1. Selon l'arrêt attaqué (Versailles, 25 novembre 2021), [N] [B] a été traité du 12 mars 2009 au 12 août 2009, en raison d'une fibrillation auriculaire, avec de l'Amiadarone, principe actif de la Cordarone, utilisé dans la prévention et la correction des troubles du rythme cardiaque, prescrit par M. [Ac], cardiologue (le cardiologue) et commercialisé par la société Biogaran.

2. Il a, ensuite, consulté un pneumologue, en raison d'une hypoxie sévère et d'une pneumopathie interstitielle diffuse et été hospitalisé pour une dyspnée et ce traitement a été arrêté. Le 26 juin 2010, après une dégradation de son état de santé et l'apparition d'une fibrose pulmonaire, il est décédé.

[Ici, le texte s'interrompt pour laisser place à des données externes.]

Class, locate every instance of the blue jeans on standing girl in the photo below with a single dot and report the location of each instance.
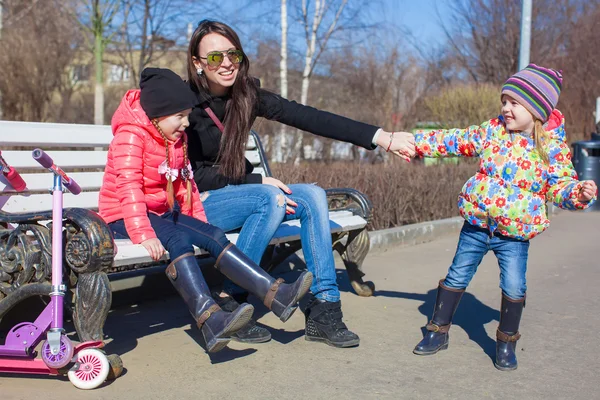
(474, 243)
(258, 210)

3. Après avoir obtenu une expertise médicale et appelé en intervention forcée l'Office national d'indemnisation des accidents médicaux, des affections iatrogènes et des infections nosocomiales (l'ONIAM), M. [D] [B], agissant tant en son nom personnel qu'en qualité d'ayant droit de [N] [B] et d'[O] [B], Ad [Aa] et [S] [B] et M. [F] [B] (les consorts [B]) ont sollicité la condamnation solidaire de la société Biogaran, sur le fondement de la responsabilité du fait des produits défectueux, et du cardiologue, au titre de fautes dans la prise en charge de [N] [B], au paiement de différentes sommes en réparation des préjudices consécutifs à son décès.


Examen des moyens

Sur le moyen du pourvoi incident, pris en ses sixième et septième branches

4. En application de l'article 1014, alinéa 2, du code de procédure civile🏛, il n'y a pas lieu de statuer par une décision spécialement motivée sur ces griefs qui ne sont manifestement pas de nature à entraîner la cassation.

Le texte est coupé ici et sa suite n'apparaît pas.